NEW YORK, New York — Gloria Richardson, a civil rights pioneer who was active in Cambridge and nationally in the early 1960s, died at her home in New York City on July 15. She was 99.

Ms. Richardson’s influential place in the movement was seen during protests against racial inequality in the city, when she was photographed pushing aside the bayonet of a soldier.
Tya Young, her granddaughter, said Ms. Richardson died in her sleep and had not been ill.

One of the earliest reports locally came from Dion Banks, who on July 16 posted online, “It saddens us to announce the transition of our Shero, Gloria Richardson Dandridge. She was truly an inspiration to the world.”
Mr. Banks, with Kisha Petticolas, operates the Eastern Shore Network for Change. The pair had been in contact with Ms. Richardson in recent years.

Ms. Richardson was one of the pioneering women in the civil rights movement. In 1962, she helped to organize and lead the Cambridge Movement, which held sit-ins to desegregate local businesses.
She became the leader of demonstrations over economic issues like jobs, health care access and sufficient housing.
Gloria Hayes Richardson was born Gloria St. Clair Hayes on May 6, 1922 in Baltimore, to parents John and Mabel Hayes. When she was still a child, her parents moved the family to Cambridge.

Her grandfather, Herbert M. St. Clair, was one of the town’s wealthiest citizens. He owned numerous properties in the city’s Second Ward which included a funeral parlor, grocery store and butcher shop. He was also the sole African-American member of the Cambridge City Council through most of the early 20th Century.

After graduating from Howard University in 1942 with a degree in sociology, Ms. Richardson worked for the federal government in Washington, D.C. She returned to Cambridge after the Second World War, and with her husband Harry, raised a family.

By 1961, when the Freedom Riders came to Cambridge, the African-American unemployment rate was 40 percent, and the town was thoroughly segregated. Ms. Richardson and other activists created the Cambridge Nonviolent Action Committee (CNAC), which addressed issues including housing and employment discrimination and inadequate health care.
Protests in 1963 led Governor J. Millard Tawes to send in the Maryland National Guard. The Guard remained in the city, which was effectively under martial law, for nearly a year.

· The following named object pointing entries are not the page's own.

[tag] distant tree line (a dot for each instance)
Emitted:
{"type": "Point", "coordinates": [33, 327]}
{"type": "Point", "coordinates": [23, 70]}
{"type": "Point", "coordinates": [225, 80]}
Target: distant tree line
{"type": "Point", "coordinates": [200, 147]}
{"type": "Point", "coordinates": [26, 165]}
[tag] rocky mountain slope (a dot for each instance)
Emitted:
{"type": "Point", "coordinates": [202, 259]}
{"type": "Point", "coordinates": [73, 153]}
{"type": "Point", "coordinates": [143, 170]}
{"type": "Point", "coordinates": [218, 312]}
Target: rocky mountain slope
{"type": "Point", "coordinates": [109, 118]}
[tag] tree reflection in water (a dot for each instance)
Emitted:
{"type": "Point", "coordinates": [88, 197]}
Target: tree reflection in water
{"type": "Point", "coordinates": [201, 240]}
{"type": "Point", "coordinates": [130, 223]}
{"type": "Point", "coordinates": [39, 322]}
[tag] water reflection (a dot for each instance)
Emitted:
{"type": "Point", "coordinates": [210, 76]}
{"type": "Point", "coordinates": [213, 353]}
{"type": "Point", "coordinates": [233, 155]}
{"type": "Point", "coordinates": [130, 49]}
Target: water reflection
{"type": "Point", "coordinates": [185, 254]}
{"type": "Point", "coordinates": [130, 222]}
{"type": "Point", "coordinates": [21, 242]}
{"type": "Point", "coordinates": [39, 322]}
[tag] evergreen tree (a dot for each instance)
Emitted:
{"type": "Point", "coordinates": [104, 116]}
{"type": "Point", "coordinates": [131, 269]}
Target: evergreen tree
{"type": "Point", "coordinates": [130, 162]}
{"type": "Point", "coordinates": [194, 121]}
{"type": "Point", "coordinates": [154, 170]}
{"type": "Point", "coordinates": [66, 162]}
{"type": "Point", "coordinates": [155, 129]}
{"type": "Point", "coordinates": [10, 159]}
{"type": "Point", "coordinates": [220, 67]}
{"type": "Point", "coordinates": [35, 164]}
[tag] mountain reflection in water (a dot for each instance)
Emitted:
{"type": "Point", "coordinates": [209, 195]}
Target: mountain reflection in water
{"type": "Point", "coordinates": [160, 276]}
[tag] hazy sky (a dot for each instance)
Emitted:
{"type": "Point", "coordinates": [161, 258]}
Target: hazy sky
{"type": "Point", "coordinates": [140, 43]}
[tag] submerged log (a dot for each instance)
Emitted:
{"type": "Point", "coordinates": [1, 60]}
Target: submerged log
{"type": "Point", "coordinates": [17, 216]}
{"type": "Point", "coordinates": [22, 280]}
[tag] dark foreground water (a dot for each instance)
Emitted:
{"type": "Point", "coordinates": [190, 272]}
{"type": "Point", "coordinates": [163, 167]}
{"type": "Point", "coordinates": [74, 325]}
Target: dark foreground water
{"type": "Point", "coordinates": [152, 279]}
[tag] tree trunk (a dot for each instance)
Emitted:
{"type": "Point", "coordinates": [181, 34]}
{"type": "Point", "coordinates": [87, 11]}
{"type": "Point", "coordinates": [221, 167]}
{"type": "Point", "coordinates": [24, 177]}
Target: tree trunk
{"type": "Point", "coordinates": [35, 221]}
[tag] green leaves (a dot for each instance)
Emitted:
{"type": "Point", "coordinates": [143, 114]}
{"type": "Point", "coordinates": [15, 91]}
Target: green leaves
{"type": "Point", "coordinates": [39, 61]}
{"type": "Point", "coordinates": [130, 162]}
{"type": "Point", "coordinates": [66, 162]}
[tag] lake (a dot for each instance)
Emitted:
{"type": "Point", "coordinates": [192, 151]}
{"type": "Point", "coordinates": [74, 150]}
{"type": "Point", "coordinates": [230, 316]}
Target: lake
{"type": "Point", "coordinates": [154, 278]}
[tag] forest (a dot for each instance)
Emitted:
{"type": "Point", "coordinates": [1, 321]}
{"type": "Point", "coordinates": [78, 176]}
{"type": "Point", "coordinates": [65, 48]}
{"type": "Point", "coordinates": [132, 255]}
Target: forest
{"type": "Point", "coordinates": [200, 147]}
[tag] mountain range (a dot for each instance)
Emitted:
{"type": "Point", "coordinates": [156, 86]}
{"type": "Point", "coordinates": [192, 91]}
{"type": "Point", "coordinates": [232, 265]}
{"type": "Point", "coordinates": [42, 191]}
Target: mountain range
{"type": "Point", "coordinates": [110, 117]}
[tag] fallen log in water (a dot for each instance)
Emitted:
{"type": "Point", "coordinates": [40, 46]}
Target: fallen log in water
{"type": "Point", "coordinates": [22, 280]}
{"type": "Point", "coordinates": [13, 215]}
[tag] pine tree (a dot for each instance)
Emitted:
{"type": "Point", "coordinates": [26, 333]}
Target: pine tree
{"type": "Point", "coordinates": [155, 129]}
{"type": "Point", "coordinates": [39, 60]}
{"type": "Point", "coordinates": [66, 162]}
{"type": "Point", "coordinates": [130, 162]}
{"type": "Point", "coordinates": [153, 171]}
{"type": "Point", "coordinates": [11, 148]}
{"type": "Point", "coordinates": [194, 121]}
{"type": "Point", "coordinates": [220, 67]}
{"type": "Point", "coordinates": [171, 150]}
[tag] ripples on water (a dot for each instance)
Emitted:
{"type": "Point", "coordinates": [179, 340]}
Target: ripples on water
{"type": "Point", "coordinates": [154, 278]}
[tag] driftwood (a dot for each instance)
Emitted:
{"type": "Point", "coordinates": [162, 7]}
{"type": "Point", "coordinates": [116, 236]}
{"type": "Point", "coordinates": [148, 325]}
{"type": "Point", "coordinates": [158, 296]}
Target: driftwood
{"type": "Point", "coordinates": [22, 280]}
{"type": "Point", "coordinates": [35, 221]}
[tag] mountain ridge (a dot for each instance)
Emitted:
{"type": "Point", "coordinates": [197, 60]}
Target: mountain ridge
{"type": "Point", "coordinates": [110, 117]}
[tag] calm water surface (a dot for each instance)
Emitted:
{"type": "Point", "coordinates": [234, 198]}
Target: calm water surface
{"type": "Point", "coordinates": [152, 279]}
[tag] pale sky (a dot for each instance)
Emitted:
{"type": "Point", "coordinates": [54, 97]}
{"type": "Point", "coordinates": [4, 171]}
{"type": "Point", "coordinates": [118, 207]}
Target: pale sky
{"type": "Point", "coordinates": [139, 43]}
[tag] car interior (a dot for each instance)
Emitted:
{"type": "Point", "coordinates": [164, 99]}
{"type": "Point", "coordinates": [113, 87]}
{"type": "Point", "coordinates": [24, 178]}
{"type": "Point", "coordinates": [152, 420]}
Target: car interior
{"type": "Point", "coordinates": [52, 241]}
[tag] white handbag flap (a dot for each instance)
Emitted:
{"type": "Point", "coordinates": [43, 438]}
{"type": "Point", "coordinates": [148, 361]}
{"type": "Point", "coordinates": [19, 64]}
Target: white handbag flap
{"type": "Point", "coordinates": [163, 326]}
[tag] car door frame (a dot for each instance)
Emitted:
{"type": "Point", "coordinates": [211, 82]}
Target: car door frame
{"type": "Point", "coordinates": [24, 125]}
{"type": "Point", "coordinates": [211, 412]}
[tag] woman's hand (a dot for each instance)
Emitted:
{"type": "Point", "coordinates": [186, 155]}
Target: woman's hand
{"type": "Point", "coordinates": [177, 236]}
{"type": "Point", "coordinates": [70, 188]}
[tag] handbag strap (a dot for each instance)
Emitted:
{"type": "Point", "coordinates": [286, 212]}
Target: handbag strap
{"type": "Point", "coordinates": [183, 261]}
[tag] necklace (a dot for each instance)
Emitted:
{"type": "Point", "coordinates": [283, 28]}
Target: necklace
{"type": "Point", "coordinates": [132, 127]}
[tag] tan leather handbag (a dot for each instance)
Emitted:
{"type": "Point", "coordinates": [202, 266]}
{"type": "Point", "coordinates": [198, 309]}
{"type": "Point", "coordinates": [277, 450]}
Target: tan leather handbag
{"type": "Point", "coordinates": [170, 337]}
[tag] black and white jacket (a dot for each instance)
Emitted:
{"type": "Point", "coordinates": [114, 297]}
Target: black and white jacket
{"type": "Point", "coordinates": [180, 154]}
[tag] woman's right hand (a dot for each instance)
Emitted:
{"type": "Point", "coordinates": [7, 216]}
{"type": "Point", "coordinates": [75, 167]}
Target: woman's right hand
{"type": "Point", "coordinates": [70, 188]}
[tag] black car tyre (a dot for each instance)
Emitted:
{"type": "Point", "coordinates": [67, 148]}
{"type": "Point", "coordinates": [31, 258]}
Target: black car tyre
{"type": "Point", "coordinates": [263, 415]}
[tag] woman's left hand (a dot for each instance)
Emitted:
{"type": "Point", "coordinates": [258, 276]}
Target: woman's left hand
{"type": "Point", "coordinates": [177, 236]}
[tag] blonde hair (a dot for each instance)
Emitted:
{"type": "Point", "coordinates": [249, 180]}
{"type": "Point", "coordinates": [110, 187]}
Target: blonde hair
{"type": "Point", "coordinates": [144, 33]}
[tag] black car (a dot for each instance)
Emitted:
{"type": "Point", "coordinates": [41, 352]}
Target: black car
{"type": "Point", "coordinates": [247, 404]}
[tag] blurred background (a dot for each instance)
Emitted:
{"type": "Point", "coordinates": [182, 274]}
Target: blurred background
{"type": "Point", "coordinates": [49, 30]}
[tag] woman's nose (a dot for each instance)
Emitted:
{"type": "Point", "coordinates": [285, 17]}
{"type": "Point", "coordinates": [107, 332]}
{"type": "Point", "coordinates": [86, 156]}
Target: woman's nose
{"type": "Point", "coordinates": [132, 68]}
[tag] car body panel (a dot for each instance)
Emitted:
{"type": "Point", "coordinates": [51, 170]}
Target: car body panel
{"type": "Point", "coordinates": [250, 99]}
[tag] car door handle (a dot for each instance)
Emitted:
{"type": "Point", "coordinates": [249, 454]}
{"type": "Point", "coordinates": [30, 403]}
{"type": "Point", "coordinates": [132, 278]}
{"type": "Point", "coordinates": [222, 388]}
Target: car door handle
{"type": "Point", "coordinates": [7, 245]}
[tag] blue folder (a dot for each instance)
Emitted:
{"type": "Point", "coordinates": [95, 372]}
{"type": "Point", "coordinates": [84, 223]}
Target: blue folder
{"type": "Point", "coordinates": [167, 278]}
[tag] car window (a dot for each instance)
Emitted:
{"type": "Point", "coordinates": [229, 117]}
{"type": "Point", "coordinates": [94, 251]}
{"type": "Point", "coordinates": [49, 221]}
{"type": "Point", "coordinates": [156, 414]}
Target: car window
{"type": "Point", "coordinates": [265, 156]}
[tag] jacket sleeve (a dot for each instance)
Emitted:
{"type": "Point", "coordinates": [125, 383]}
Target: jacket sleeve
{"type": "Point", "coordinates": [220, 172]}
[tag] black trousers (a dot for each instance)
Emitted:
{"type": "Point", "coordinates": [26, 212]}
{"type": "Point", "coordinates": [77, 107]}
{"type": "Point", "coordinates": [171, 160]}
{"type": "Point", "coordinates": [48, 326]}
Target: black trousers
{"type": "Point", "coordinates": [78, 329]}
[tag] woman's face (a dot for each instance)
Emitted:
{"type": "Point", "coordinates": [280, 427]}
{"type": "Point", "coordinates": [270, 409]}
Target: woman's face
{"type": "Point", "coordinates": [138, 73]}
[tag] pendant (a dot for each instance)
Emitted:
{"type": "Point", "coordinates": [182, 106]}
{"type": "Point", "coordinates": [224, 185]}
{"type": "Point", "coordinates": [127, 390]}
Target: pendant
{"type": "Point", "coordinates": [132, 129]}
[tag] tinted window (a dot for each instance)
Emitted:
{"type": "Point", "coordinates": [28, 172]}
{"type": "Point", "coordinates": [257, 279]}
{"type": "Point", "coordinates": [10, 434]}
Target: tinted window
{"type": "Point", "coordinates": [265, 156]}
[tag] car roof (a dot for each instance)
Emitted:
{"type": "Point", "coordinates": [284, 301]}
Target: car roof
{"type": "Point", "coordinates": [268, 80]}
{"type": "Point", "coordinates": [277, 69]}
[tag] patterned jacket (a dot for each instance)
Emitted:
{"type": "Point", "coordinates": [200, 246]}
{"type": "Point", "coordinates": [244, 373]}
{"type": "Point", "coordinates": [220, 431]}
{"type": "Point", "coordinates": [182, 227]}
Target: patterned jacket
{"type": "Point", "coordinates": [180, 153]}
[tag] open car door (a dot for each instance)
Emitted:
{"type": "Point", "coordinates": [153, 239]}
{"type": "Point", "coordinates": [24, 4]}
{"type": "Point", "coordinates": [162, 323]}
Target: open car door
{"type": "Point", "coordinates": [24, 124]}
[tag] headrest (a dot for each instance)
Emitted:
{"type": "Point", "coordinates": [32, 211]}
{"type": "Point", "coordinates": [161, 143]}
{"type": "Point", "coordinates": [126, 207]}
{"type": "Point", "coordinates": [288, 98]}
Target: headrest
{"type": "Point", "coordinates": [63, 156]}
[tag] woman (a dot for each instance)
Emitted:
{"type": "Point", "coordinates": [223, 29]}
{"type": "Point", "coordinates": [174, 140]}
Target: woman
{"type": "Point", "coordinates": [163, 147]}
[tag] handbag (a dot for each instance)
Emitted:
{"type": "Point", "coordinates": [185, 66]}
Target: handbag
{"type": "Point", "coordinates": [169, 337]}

In 1964, Ms. Richardson resigned from the Cambridge Nonviolent Action Committee, citing exhaustion. Having divorced Harry Richardson in the late 1950s, she married Frank Dandridge. The couple moved to New York City.
Though she maintained ties with Cambridge, Ms. Richardson never again lived in Cambridge. Plans are being made for a memorial celebration of life to be held in the city, Mr. Banks said.